Over 700 active duty military members were wrongfully evicted from their homes by Wells Fargo, Bank of America, Citigroup, JPMorgan and Chase, according to federal regulators.
The biggest banks have long claimed that they rarely forced people out of their homes by mistake, but an $8.5 billion settlement deal with the U.S. government shows that simply isn't true.
Ironically, Wells Fargo has claimed in their advertising to support disabled U.S. military servicemen (video below).
The banks' foreclosures against U.S. servicemen violated the Servicemembers Civil Relief Act, a federal law requiring banks to obtain court orders before foreclosing on active-duty members, but the big banks ignored U.S. law and foreclosed anyway.
No one from any of the banks will face jail time.

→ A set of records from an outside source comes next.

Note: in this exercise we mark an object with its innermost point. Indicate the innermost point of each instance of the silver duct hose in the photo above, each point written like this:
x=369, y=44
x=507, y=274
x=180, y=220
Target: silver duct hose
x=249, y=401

The New York Times reports:
Complaints that active military personnel and National Guard members were losing their homes while deployed in war zones set off national outrage and prompted Congressional hearings in 2011. The case of Sgt. James B. Hurley, a disabled veteran whose home outside Hartford, Mich., was sold two months before he returned from Iraq, dragged through the courts for years, highlighting the devastating effect of foreclosures.
In 2011, JPMorgan settled claims that it inappropriately foreclosed on 18 military service members and overcharged 6,000. Bank of America and Morgan Stanley also struck a pact with the Justice Department to settle claims they foreclosed on 178 military members between 2006 and 2009. Sergeant Hurley has since reached a settlement with Deutsche Bank in his case.
But the problems are more extensive than the wave of cases indicated.
When regulators forced them to take a close look at their loans, JPMorgan, Wells Fargo and Bank of America, the largest loan servicers, each discovered about 200 military members whose homes were wrongfully foreclosed on in 2009 and 2010, according to the people with direct knowledge of the findings. Citigroup had at least 100 such foreclosures.